Подорожник, слегка смущаясь, обрисовал задачи батальона, характер регулярных боевых действий…

– Вы, Василий Васильевич, должны понимать, что придется довольно трудно. Взгляните на Ростовцева! Замполит батальона, старший лейтенант, двадцать пять лет! Вот кому в горах бродить в радость и по плечу. А вам будет, вероятно, очень тяжело.

– Ну, ничего, я постараюсь не ударить лицом в грязь, – с виноватым видом ответил майор. – Уж раз прислали, что теперь поделать! Будем служить и воевать. За чужие спины прятаться не приучен.

– А возраст? Не помешает? Хватит здоровья? – продолжал гнуть свою линию Подорожник. – Тут летом жара под пятьдесят, а зимой снег в горах и минус пятнадцать. А когда с полной выкладкой переходы совершаем по двадцать– тридцать километров – это просто кошмар! Сдюжишь?

Замкомбата развел руками и ответил:

– Буду стараться. Служить никогда не отказывался!

– Ну что ж, принимайте дела! – вздохнул Подорожник и вышел из кабинета.

– Будем знакомиться? – предложил Котиков, когда за комбатом затворилась дверь.

– Будем! Никифор! – ответил я и протянул ладонь.

– А по отчеству?

– Да так же, как и по имени, – ухмыльнулся я.

– Как чудненько. Какое старинное и замечательное старорусское имя! Главное – не перепутать с Никодимом, Никитой или Нестором. И как вам тут, в этой стране? Тяжело?

– Привык… Я сюда из Туркмении приехал, там так же хреново. Поэтому предварительная адаптация уже была. А вам как?

– Ужас! Третий день плавлюсь, словно масло. Сало по заднице по ногам в ботинки стекает.
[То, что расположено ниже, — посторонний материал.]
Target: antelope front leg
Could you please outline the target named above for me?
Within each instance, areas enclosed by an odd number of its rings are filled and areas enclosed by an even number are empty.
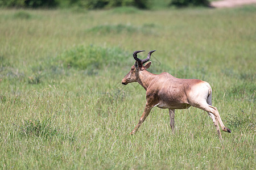
[[[170,125],[172,128],[172,131],[174,133],[174,114],[175,109],[169,109],[169,115],[170,115]]]
[[[138,129],[139,129],[139,126],[141,125],[143,122],[144,122],[146,118],[147,117],[147,116],[148,116],[148,114],[150,112],[151,109],[152,107],[150,107],[147,104],[146,104],[145,109],[144,109],[144,112],[142,114],[142,116],[139,119],[139,123],[135,127],[134,129],[133,129],[133,130],[131,132],[130,134],[134,134],[136,133],[136,131],[137,131]]]

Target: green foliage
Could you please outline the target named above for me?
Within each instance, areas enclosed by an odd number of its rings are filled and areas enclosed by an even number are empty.
[[[75,0],[71,1],[72,5],[88,9],[112,8],[120,6],[134,6],[139,8],[150,7],[149,0]]]
[[[20,11],[15,12],[13,17],[16,19],[29,19],[32,18],[32,15],[29,12]]]
[[[0,0],[0,7],[55,7],[57,0]]]
[[[188,6],[208,6],[210,4],[209,0],[171,0],[170,5],[177,7]]]
[[[127,57],[121,49],[94,45],[75,46],[57,57],[64,68],[84,70],[93,73],[110,66],[121,66]]]
[[[23,10],[33,19],[0,10],[0,169],[254,169],[256,10],[247,8]],[[176,110],[174,134],[168,109],[155,107],[129,135],[146,94],[121,80],[134,50],[154,49],[149,71],[210,84],[232,130],[223,141],[194,107]]]
[[[0,0],[0,7],[22,7],[25,6],[26,0]]]
[[[137,14],[139,12],[138,8],[134,7],[119,7],[113,8],[112,10],[113,14]]]
[[[78,6],[86,9],[134,6],[148,8],[150,0],[0,0],[0,7],[70,7]]]

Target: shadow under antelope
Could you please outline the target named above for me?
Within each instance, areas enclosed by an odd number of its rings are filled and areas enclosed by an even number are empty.
[[[150,51],[147,58],[143,60],[137,58],[137,53],[144,50],[135,51],[133,57],[136,61],[122,80],[124,85],[137,82],[146,91],[147,101],[144,112],[131,134],[136,133],[155,107],[169,109],[172,131],[174,131],[175,110],[188,109],[193,106],[207,112],[213,121],[220,139],[222,138],[219,123],[223,131],[230,133],[230,130],[223,124],[217,108],[212,105],[212,88],[208,83],[199,79],[177,78],[166,72],[154,74],[147,71],[151,62],[143,65],[150,60],[155,51]]]

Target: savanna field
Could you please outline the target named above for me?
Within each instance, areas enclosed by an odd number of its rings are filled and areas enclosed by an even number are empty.
[[[0,168],[255,169],[256,6],[0,10]],[[154,108],[121,80],[148,71],[211,84],[231,133],[207,113]],[[147,53],[139,53],[146,58]]]

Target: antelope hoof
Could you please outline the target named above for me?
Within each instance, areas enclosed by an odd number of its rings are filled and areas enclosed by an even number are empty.
[[[223,131],[226,131],[228,133],[231,133],[230,129],[229,129],[229,128],[226,128],[226,127],[224,128],[224,129],[223,129]]]
[[[135,134],[135,131],[132,131],[130,133],[130,134],[131,135],[134,135]]]

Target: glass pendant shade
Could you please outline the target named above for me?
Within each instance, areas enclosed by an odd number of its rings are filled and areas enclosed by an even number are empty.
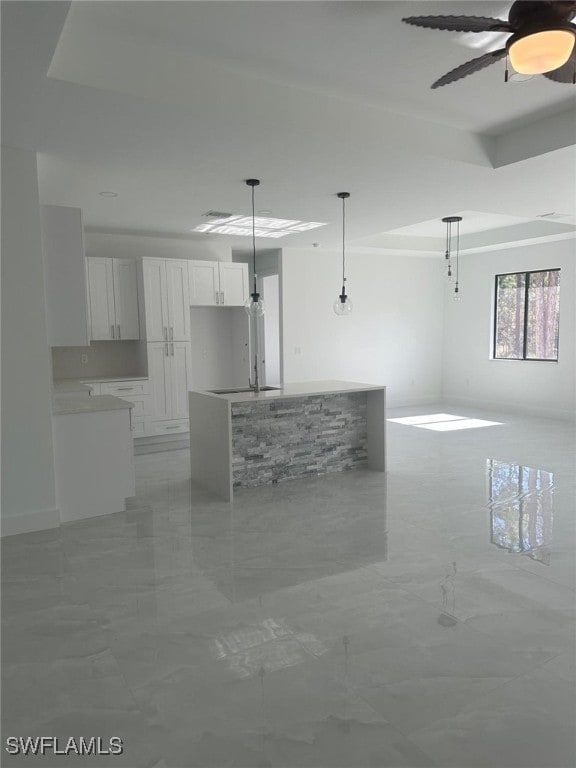
[[[244,309],[249,317],[262,317],[264,314],[264,302],[260,298],[260,294],[250,294],[250,298],[244,304]]]
[[[508,49],[510,63],[522,75],[541,75],[566,64],[574,50],[574,32],[548,29],[514,41]]]
[[[334,300],[332,307],[336,315],[349,315],[354,309],[350,297],[346,296],[346,294],[338,296],[338,298]]]

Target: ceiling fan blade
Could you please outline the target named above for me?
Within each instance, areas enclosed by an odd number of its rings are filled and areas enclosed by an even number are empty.
[[[436,80],[436,82],[433,83],[431,87],[439,88],[441,85],[454,83],[456,80],[460,80],[462,77],[467,77],[468,75],[474,74],[474,72],[478,72],[485,67],[489,67],[490,64],[494,64],[499,59],[503,59],[504,56],[506,56],[506,48],[500,48],[498,51],[485,53],[482,56],[478,56],[477,59],[472,59],[471,61],[467,61],[465,64],[460,64],[460,66],[456,67],[456,69],[452,69],[450,72],[447,72],[439,80]]]
[[[451,32],[511,32],[507,21],[489,16],[408,16],[402,21],[415,27]]]
[[[553,69],[552,72],[544,72],[544,77],[548,80],[554,80],[555,83],[570,83],[574,85],[576,80],[576,47],[572,51],[572,55],[561,67]]]

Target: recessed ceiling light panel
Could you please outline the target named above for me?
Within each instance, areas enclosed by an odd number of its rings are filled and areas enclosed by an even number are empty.
[[[256,237],[279,238],[286,235],[307,232],[317,227],[325,227],[326,222],[300,221],[299,219],[277,219],[257,216],[254,220]],[[191,232],[209,232],[213,235],[240,235],[240,237],[252,236],[251,216],[227,216],[223,219],[213,219],[210,223],[199,224]]]

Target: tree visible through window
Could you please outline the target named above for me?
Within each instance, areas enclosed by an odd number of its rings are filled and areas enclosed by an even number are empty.
[[[558,360],[560,270],[496,275],[494,357]]]

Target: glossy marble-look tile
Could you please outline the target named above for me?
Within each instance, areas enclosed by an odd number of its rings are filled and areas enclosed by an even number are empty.
[[[3,540],[4,734],[121,737],[102,768],[576,764],[573,425],[434,410],[502,424],[390,423],[386,477],[233,504],[140,455],[126,512]]]

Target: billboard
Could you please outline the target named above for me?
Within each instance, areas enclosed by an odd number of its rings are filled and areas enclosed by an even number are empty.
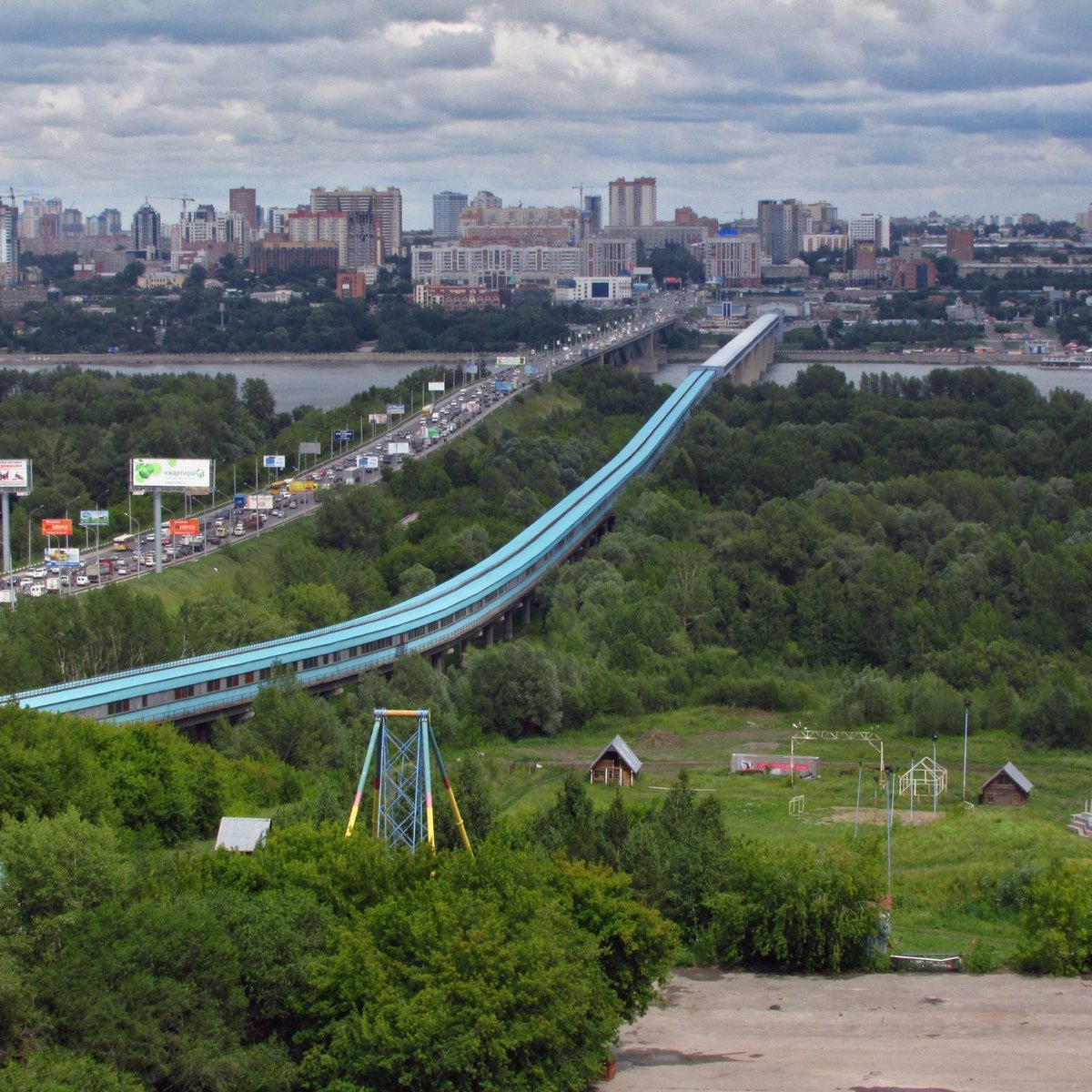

Килограмма на четыре похудел. Штаны на ремне болтаются. Вот-вот свалятся.

Я с сомнением осмотрел Котикова. Процесс похудания пока что был не заметен. А майор начал дальнейшие расспросы: кто командир полка, кто командует дивизией. Я отвечал, перечисляя также фамилии начальников штабов, политработников. Когда дошел до фамилии Баринов, Васильич встрепенулся и оживился:

– Баринов?! Вот это да! Отец родной! Я с ним иду по жизни, как нитка за иголочкой! Это как бы мой наставник! Я был курсантом, а Михалыч ротным. В Германии я служил взводным, а он туда прибыл командиром полка. Теперь встречаемся в третий раз. Надо же! Вот будет встреча! Знать, такая моя судьба, служить с ним вечно!

– Василь Васильич! Может, вам к нему обратиться и сменить место службы? Пусть подыщут что-нибудь поспокойнее. По знакомству.

– Неудобно. Сам напрашиваться не буду. А что это вы, молодой человек, меня выдавливаете из коллектива, который так расхваливаете?